La mattina del 6 novembre, l'Unione vietnamita delle associazioni scientifiche e tecnologiche, in collaborazione con l'Unione delle associazioni scientifiche e tecnologiche di Da Nang e il Centro per lo sviluppo sostenibile (BUS), ha organizzato un seminario dal titolo "Promuovere la partecipazione delle comunità di pescatori alla ricerca sulla protezione delle risorse ittiche e della biodiversità marina". Il seminario ha visto la partecipazione di esperti, scienziati e pescatori provenienti dalla regione centro-meridionale del Vietnam.

Secondo il professore associato Hoang Cong Tin, capo del Dipartimento di Scienze Ambientali (Università delle Scienze - Università di Hue), la Risoluzione n. 36-NQ/TW del 22 ottobre 2018, del XII Comitato Centrale sulla "Strategia per lo Sviluppo Sostenibile dell'Economia Marina del Vietnam fino al 2030, Visione al 2045", richiede che le località costiere adottino politiche basate sulla protezione e il ripristino degli ecosistemi costieri. Per attuare ciò, il Vietnam necessita di dati di base e di strumenti computazionali di supporto per aiutare gli enti di gestione a sviluppare strategie e piani per l'uso sostenibile delle risorse naturali nelle aree costiere.
Considerata la limitata disponibilità di risorse umane per la ricerca e il monitoraggio delle risorse biologiche marine, l'impiego dei pescatori come forza di supporto si rivela estremamente efficace per la raccolta di dati su larga scala a costi inferiori rispetto ai metodi di ricerca scientifica tradizionali. Si tratta di una forma di "scienza partecipativa" che incoraggia i cittadini locali a prendere parte alla ricerca scientifica, affrontando e rispondendo a problematiche sociali e ambientali su base volontaria.

Da Nang è una delle località pioniere nella gestione integrata delle zone costiere e nelle attività partecipative a livello comunitario. Ad oggi, la località ha istituito quattro organizzazioni comunitarie per la gestione e la protezione delle risorse acquatiche nei distretti costieri, con 105 membri partecipanti. Nella provincia di Quang Nam, sono stati creati club per la conservazione marina nei villaggi di Cu Lao Cham, squadre di pattugliamento comunitario a Cam Thanh, ecc. Tuttavia, queste attività incontrano difficoltà, come la mancanza di esperienza tra i partecipanti nei primi anni e la forte dipendenza dalle condizioni meteorologiche.

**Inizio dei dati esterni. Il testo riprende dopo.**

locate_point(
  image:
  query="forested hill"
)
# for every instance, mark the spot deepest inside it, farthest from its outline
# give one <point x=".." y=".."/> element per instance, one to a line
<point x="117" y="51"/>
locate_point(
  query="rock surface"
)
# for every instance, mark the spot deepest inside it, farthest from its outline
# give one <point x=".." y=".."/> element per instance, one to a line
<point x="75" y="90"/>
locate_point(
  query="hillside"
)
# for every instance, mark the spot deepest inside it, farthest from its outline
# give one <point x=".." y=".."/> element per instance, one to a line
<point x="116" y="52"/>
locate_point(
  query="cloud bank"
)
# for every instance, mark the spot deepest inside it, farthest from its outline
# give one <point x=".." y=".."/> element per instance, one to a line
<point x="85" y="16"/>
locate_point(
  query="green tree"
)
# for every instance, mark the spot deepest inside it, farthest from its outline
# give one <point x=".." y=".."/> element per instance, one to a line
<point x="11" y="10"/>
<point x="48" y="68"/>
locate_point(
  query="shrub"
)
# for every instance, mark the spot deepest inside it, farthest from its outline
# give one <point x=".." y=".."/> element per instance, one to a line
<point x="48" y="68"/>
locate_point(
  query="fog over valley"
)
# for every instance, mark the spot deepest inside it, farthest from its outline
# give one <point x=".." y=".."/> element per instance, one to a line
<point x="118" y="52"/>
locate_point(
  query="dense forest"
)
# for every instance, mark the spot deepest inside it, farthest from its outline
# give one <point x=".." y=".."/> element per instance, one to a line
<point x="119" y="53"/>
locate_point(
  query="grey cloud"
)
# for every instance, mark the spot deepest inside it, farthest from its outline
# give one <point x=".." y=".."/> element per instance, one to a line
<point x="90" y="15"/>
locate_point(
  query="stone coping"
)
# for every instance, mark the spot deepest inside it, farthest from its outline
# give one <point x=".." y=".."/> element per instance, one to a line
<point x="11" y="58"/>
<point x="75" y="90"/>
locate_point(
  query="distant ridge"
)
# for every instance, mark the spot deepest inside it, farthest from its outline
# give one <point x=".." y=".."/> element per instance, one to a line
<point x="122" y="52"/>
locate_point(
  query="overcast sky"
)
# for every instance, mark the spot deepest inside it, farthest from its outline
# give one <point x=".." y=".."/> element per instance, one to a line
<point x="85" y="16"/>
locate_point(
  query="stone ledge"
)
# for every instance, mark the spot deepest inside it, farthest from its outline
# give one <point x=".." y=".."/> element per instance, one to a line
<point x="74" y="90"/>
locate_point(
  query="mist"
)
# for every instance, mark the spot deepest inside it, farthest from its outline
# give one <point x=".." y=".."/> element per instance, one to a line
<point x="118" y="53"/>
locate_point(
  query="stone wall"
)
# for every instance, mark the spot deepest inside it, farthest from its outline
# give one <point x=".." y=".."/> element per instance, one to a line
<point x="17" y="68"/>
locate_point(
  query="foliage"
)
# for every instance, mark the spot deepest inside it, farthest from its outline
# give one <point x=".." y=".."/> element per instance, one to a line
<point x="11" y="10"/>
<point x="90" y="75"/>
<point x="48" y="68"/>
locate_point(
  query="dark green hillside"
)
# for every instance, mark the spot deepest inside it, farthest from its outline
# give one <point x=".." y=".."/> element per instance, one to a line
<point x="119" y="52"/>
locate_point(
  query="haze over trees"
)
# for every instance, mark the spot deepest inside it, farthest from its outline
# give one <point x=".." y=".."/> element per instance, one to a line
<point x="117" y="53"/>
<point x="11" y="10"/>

Intervenendo al workshop, il signor Le Ngoc Thao, capo della Segreteria del Consiglio di gestione dell'Area Marina Protetta di Cu Lao Cham, ha affermato che la condivisione di diritti e responsabilità con la comunità e le parti interessate nel processo di istituzione e gestione è una lezione che viene applicata efficacemente nelle attività di conservazione e nella promozione dello status di Riserva della Biosfera. Di conseguenza, la comunità partecipa all'identificazione delle risorse target e dei valori globali eccezionali della Riserva della Biosfera, supportando al contempo il Consiglio di gestione nello sviluppo di regolamenti per la conservazione marina, partecipando alle attività di pattugliamento e monitoraggio delle risorse marine e persino avendo il diritto di gestire e controllare le attività di pesca e di sviluppare i servizi.

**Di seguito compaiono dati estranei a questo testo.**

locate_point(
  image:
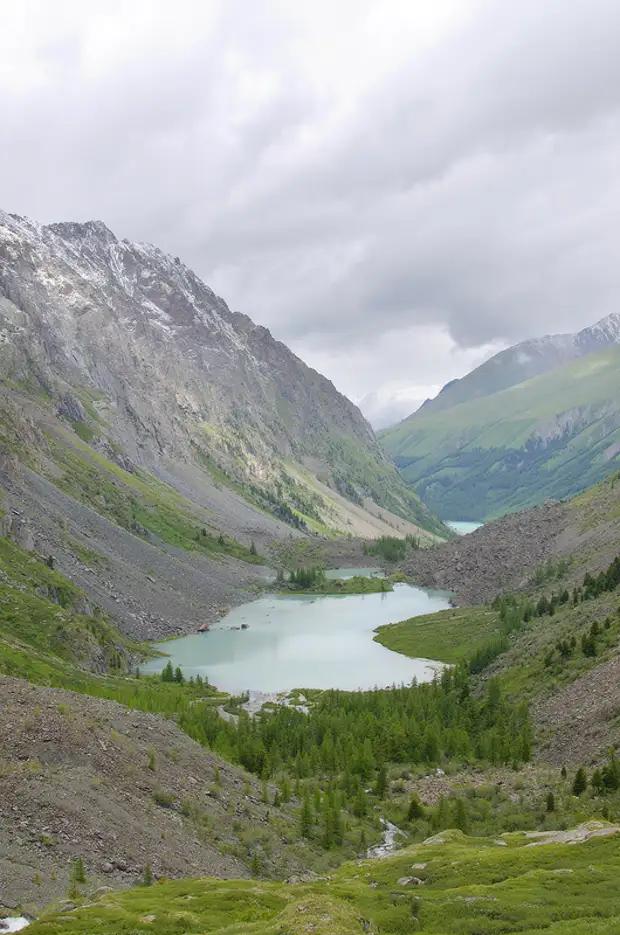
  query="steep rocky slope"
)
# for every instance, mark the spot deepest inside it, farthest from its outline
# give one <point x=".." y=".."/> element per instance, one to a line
<point x="549" y="436"/>
<point x="84" y="777"/>
<point x="145" y="362"/>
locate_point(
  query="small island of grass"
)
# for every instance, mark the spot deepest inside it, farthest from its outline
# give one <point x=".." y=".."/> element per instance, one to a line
<point x="314" y="581"/>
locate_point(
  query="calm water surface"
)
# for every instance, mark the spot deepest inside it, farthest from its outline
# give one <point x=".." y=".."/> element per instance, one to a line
<point x="303" y="641"/>
<point x="463" y="528"/>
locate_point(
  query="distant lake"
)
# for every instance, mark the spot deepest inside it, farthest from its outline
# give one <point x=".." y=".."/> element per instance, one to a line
<point x="306" y="641"/>
<point x="463" y="528"/>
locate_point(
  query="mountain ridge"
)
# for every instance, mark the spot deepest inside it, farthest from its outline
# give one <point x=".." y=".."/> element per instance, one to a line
<point x="178" y="374"/>
<point x="549" y="436"/>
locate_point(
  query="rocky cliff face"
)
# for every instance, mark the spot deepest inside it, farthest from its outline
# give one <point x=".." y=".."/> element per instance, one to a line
<point x="137" y="353"/>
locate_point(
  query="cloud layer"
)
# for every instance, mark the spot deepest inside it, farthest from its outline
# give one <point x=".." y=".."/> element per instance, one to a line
<point x="395" y="188"/>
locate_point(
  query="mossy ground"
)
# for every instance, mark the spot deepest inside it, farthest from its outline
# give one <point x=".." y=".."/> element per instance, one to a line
<point x="470" y="886"/>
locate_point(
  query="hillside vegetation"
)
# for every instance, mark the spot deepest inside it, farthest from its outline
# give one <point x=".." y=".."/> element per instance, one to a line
<point x="452" y="885"/>
<point x="548" y="437"/>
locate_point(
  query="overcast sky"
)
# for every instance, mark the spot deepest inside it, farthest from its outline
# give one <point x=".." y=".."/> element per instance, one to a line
<point x="396" y="188"/>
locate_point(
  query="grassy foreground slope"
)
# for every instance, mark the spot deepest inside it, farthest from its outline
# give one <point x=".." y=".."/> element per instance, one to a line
<point x="451" y="884"/>
<point x="548" y="437"/>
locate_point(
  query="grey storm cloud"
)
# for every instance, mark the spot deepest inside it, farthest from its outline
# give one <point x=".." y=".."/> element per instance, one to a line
<point x="333" y="188"/>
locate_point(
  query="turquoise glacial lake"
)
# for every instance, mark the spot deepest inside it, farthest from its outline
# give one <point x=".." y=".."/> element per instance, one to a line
<point x="306" y="641"/>
<point x="463" y="528"/>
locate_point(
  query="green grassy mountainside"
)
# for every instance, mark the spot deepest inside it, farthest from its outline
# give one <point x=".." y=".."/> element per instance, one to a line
<point x="453" y="885"/>
<point x="131" y="804"/>
<point x="548" y="437"/>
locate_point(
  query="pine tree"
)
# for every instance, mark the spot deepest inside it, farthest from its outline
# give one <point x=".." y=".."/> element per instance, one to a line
<point x="381" y="784"/>
<point x="360" y="804"/>
<point x="305" y="818"/>
<point x="460" y="815"/>
<point x="79" y="874"/>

“I pescatori che partecipano a questo modello sono diventati dei veri e propri ‘esperti’, capaci di formare e trasferire la tecnologia ad altre aree protette e località in tutto il paese. La partecipazione della comunità contribuisce allo sviluppo della Riserva della Biosfera, preservandone l’identità locale”, ha affermato il signor Thao.

Durante il workshop, i delegati hanno presentato lo stato attuale della biodiversità marina nella regione centro-meridionale, inclusa Da Nang, insieme a diverse questioni relative alla ricerca, alla protezione delle risorse ittiche e alla biodiversità. I delegati hanno suggerito che, oltre ai pescatori, si potrebbero mobilitare le risorse umane provenienti dalle scuole con studenti qualificati; si potrebbero utilizzare le risorse delle organizzazioni non governative; e si potrebbe applicare la tecnologia al monitoraggio e alla gestione delle risorse marine.
Il workshop offre l'opportunità di aiutare le amministrazioni locali a sviluppare strategie efficaci per l'utilizzo di questa risorsa umana. Allo stesso tempo, propone soluzioni da una prospettiva multiforme, attingendo all'esperienza di manager, scienziati, organizzazioni e comunità di pescatori, per migliorare l'efficacia e promuovere la partecipazione della comunità alla creazione di banche dati sulla biodiversità.